Óscar

Óscar era de nadie. Como un ser parido de noche por la misma selva, y dejado crecer en una chacra lejana. Tenía unos ojos verdosos como el agua de una cocha, que miraban de frente, inocentes y confiados. El pelo liso y negro, como de campa, le caía hasta las cejas. Un rostro ancho, de niño aún, pero un cuerpo recio, de hombre ya maduro. Los brazos morenos, musculosos. La sonrisa permanente, siempre franca y amigable.
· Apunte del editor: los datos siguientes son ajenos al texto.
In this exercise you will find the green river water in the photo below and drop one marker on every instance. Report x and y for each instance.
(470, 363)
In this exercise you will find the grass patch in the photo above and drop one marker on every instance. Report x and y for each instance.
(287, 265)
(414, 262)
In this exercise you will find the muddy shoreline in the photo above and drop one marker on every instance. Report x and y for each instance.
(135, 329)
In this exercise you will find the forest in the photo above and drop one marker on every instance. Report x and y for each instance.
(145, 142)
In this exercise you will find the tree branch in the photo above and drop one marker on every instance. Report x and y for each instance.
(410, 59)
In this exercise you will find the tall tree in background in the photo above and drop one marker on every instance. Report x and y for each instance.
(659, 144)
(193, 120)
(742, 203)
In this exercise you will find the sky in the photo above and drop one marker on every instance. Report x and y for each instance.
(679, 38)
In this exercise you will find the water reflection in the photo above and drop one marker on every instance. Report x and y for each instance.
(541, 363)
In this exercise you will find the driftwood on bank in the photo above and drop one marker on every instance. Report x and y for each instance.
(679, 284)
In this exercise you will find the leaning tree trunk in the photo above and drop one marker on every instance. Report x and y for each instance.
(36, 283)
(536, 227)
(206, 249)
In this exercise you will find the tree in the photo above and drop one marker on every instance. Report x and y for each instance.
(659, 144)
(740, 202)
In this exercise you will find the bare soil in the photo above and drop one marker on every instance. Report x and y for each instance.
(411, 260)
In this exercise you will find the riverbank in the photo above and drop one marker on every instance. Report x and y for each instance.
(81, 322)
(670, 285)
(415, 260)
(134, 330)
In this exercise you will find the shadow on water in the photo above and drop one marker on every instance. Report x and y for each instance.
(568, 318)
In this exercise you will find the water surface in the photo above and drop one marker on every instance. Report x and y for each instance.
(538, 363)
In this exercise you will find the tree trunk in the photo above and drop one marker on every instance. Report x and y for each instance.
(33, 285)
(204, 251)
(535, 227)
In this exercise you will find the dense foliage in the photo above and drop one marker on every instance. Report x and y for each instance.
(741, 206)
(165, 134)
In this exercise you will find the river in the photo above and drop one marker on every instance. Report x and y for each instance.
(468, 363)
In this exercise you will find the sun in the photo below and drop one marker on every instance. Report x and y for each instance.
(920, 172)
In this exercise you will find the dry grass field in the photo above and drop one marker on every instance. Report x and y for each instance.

No conoció a sus padres. Una familia de acá lo había criado desde bien niño. Vivía en la chacra de “los padrinos” a orillas del Huayabamba. Solito vivía, aguantando el trabajo del día caluroso y la soledad de la noche. Allí le tenían, al cuidado de unos pocos animales, vigilando el frejol, la yuca, las frutas. Haciéndose hombre.

Casi todos los sábados recibía -limpio el tambo y todo en orden- la visita de los padrinos y sus tres hijos. Con una alegría nerviosa, locuaz, mostraba todo como por vez primera.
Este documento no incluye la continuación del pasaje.